Зороастр ответил не сразу.
– Я слуга великого царя, – медленно произнес он. – Стало быть, я слуга и царицы.
Атосса слегка подняла тонкие брови, и по ее прекрасному лицу впервые пробежала тень досады, придавшая ей суровый вид.
– Я царица, – сказала она холодно. – Царь может брать себе других жен, но я останусь царицей. Смотри же, будь и в самом деле моим слугой! – Затем, завернувшись в свой плащ и поставив одну ногу на ступеньку, она кончиками пальцев коснулась плеча Зороастра и прибавила с внезапной улыбкой: – А я буду твоим другом!
С этими словами она спустилась по лестнице и скрылась из вида.
Он снова стал медленно ходить по террасе, обдумывая свое положение. Царица, очевидно, догадывалась о его любви к Негуште, и Зороастр был убежден, что это вызывало ее неудовольствие. Под прекрасными чертами лица, под наружною искренностью и мягкостью молодой царицы таится глубокий ум, непреклонное честолюбие и холодный, безграничный эгоизм. Зороастр относился к ней недоверчиво, но должен был угождать ее капризам и быть действительно для нее другом. Он всего только начальник пятисотенного отряда, хотя и пользуется благоволением при дворе. К тому же, он не питает к царице ничего, кроме самой непритворной приязни.
В те времена при дворе царила распущенность нравов. Энергичный, мужественный Дарий положил предел разврату, подобно тому, как наездник укрощает невыезженного коня, накидывая ему на шею петлю. Царь оставил в силе старинный обычай, позволявший иметь до четырех жен, и сам вскоре подал пример этому, но решил сокрушить одним ударом все развратное здание придворной жизни и не потерпел ни малейшего противоречия своей воле. Он взял себе в жены Атоссу, – во-первых, потому, что она была самою красивою женщиной в Персии и, во-вторых, потому, что он угадывал ее замечательный ум и способность к делам, и был уверен, что сумеет воспользоваться ими по своему желанию. Что касается самой Атоссы, она ни на минуту не поколебалась дать свое согласие на брак с ним, – она управляла своими прежними мужьями и думала, что будет управлять и Дарием к возвеличению своего могущества. Царь пока еще не взял себе второй жены, хотя он смотрел все с большим и большим восхищением на юную, пятнадцатилетнюю Артистонэ, младшую дочь Кира и родную сестру Атоссы.
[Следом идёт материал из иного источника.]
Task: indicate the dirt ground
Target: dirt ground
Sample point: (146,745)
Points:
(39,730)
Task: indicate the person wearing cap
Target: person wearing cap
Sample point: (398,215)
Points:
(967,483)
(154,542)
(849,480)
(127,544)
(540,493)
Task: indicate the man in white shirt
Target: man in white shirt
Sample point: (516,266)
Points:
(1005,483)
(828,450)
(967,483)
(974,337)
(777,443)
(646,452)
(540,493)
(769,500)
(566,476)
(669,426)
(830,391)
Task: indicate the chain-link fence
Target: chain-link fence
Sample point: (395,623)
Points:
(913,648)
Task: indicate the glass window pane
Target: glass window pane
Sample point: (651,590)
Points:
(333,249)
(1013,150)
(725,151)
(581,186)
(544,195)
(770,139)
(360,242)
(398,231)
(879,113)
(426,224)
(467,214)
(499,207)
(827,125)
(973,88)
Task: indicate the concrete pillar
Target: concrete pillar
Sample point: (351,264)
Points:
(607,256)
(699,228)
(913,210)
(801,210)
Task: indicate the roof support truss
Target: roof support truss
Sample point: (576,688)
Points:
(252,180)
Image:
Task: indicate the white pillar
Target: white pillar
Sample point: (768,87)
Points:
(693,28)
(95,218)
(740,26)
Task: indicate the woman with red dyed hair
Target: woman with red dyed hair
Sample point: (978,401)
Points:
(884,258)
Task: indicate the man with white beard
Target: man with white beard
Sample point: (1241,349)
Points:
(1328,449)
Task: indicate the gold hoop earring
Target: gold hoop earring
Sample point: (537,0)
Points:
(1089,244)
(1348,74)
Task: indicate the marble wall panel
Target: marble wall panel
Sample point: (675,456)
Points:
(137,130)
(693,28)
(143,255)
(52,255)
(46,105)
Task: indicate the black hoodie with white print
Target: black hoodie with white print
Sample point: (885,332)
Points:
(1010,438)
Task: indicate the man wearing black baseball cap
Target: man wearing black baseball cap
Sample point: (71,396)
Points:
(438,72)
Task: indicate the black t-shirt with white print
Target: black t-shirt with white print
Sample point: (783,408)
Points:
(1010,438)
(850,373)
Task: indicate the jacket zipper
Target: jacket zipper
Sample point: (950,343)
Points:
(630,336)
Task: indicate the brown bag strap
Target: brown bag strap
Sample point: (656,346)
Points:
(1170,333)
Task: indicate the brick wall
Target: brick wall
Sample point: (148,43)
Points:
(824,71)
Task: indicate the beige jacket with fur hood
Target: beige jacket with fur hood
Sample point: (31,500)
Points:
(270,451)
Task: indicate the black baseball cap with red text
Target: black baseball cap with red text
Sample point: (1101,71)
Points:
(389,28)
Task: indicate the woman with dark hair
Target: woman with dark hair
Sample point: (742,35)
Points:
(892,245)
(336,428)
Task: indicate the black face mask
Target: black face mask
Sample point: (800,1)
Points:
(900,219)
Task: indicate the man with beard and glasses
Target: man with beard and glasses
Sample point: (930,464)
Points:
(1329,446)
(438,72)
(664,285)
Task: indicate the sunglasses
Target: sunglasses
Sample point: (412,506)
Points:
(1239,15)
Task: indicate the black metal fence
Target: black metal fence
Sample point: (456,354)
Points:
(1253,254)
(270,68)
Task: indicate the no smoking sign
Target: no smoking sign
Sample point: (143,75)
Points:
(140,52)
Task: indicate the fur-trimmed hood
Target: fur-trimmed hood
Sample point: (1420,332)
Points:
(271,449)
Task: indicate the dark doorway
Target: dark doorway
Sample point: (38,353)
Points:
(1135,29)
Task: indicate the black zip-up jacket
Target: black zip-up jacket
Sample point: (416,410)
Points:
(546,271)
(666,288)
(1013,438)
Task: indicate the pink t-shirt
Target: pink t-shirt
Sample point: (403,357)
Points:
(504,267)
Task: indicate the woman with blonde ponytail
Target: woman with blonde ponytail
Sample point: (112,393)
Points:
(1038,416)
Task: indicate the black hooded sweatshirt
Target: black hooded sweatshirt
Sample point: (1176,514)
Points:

Все это было известно Зороастру, и после встречи с царицей он понял, что она желает установить свое влияние на него.
Но после поединка с царем он поклялся служить ему верой и правдой и боялся, что планы Атоссы столкнутся с намерениями царя.
Поэтому он холодно принял ее предложение быть ему другом и проявил в разговоре с нею самую церемонную учтивость.
С другой стороны, он отлично понимал, что если она вознегодует на его обращение с нею и удостоверится в любви его к Негуште, в ее власти будет породить трудности и осложнения, которых он имел полное основание опасаться.